Elle constate rapidement une perte de sens au travail pour plusieurs personnels mais aussi « un sentiment d'insécurité, de honte, une peur de décrocher, des attaques de panique et des angoisses, voire de la dépression ». « Il y a eu de nombreux arrêts maladie chez les ARM », souligne la spécialiste, qui alerte la direction sur l'ambiance de travail « en forte dégradation ».
Cercle vicieux
« Avant cette crise, nous étions déjà dans un contexte de manque d'effectifs, confirme la Dr Weiss. Ensuite, nous sommes passés sur un fonctionnement en mode dégradé. Nous étions dans un cercle vicieux : il y avait la crainte d'être pris à partie en sortant, mais en même temps on avait tendance à surestimer la gravité des appels, ce qui avait une répercussion sur l'accueil aux urgences. »
Une information judiciaire (toujours en cours) et une enquête de l'Inspection générale des affaires sociales (Igas) sont ouvertes. Les personnels des urgences sont auditionnés, ainsi que la médecin et la psychologue du travail. L'Igas formule neuf recommandations, dont la systématisation des écoutes de régulation de façon périodique et la formation des ARM aux bonnes pratiques de régulation. En parallèle, « nous avons été associés au comité de pilotage de la direction, pour accompagner la réorganisation du service », poursuit la Dr Kling-Pillitteri. Outre le changement de chefferie, le recrutement d'ARM et d'un régulateur est accepté par la direction. Un nouveau logiciel, une charte de réécoute des bandes ou encore une réorganisation des salles est mise en place.
Toujours la peur de mal faire
Au-delà des bouleversements au sein du service, cette crise a fait émerger un questionnement chez les professionnels de la santé au travail en raison de la charge psychique qu'elle a représentée. « Cela a été une période très prenante. Par capillarité on vit tout ce que les internes et les soignants des urgences vivent, on l'a de nouveau constaté pendant le Covid », résume la médecin du travail, qui rappelle que les SST ne sont pas formés à la prise en charge des psychotraumatismes.
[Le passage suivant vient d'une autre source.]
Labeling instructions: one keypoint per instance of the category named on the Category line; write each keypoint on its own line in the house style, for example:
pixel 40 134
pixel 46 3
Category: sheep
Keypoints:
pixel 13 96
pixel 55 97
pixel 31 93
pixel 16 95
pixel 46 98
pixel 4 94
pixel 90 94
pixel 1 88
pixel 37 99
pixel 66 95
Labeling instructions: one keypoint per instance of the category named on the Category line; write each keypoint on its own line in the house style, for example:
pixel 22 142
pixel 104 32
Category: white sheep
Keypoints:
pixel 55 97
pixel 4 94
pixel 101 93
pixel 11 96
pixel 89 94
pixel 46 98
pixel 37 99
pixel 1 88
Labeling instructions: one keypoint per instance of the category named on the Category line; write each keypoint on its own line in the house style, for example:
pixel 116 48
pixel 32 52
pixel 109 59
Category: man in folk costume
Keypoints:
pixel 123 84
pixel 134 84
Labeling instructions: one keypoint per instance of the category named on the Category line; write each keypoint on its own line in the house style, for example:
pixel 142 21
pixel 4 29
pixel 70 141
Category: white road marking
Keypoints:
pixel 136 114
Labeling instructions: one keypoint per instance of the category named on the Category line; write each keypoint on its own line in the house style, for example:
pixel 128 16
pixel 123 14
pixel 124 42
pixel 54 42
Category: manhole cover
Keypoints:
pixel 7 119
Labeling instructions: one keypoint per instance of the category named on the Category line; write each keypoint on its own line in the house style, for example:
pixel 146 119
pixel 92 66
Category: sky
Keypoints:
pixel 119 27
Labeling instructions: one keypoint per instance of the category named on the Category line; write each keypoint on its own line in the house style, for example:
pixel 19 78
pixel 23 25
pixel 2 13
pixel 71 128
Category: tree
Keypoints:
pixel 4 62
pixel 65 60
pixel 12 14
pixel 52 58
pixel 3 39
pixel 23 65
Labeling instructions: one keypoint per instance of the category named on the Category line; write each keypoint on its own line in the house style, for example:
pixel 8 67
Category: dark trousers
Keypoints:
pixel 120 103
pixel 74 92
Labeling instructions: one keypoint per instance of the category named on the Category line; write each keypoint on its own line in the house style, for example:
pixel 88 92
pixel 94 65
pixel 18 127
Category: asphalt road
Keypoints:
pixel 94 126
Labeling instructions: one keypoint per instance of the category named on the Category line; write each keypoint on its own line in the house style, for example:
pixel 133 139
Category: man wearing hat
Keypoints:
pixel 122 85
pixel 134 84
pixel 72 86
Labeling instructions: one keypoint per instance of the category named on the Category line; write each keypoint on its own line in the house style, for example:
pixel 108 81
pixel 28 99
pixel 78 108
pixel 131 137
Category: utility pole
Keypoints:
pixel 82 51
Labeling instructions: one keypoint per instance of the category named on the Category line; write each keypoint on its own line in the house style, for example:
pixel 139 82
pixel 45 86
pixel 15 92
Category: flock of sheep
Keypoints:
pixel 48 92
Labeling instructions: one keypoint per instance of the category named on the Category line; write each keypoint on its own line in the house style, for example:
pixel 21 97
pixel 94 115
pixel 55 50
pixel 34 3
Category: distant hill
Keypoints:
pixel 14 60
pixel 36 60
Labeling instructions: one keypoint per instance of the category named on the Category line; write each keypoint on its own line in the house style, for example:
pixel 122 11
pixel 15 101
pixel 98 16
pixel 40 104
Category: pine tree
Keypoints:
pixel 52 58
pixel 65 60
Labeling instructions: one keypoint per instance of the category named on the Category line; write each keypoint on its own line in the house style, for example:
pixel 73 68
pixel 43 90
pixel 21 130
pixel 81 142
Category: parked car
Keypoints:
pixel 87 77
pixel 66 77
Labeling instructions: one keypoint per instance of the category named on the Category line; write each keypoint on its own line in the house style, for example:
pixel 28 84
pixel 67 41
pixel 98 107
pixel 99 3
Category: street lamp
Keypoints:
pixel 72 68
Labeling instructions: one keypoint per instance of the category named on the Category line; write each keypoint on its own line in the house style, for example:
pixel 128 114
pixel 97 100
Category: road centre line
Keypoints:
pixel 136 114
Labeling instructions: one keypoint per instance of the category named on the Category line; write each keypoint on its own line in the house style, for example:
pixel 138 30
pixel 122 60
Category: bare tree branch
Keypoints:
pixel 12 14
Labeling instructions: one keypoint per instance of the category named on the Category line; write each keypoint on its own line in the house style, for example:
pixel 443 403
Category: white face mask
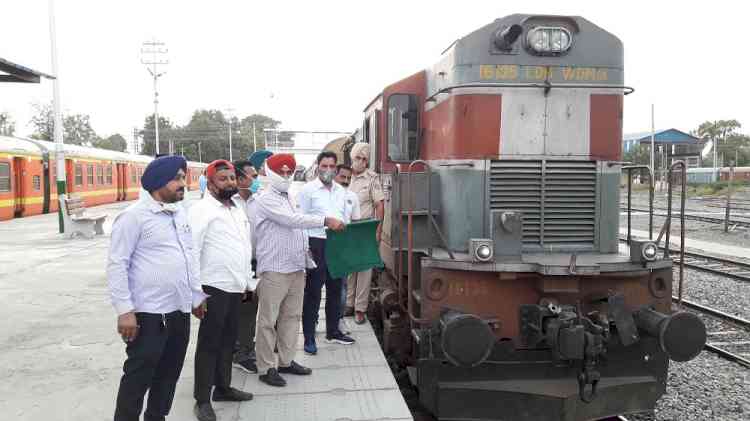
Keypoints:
pixel 170 207
pixel 278 182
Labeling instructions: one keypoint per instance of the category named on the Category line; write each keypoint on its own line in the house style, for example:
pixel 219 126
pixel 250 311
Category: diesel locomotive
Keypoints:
pixel 506 293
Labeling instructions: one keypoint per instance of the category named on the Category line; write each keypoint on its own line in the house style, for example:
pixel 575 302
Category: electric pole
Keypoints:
pixel 57 110
pixel 229 120
pixel 151 55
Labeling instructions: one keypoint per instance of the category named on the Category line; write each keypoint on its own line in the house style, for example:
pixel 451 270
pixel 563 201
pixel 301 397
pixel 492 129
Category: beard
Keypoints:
pixel 175 196
pixel 226 194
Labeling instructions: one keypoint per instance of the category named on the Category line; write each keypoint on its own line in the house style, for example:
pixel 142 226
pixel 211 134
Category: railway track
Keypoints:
pixel 723 266
pixel 719 348
pixel 692 217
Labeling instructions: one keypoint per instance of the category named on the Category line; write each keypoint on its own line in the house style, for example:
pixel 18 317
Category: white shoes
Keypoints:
pixel 344 327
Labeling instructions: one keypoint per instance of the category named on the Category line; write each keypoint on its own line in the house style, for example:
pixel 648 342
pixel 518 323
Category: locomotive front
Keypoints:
pixel 506 291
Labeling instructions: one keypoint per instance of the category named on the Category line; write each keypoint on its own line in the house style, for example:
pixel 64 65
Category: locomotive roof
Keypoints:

Surtout, les « séquelles » restent vives au sein du Samu, confirme la Dr Weiss. « Les attentats de Strasbourg (en décembre 2018, qui ont fait cinq morts et 11 blessés, NDLR) puis le Covid nous ont permis de retrouver notre honneur dans la douleur, conclut la cheffe du Samu. Mais nous sommes toujours dans la peur de mal faire et que cela ait des conséquences sur le service des urgences ».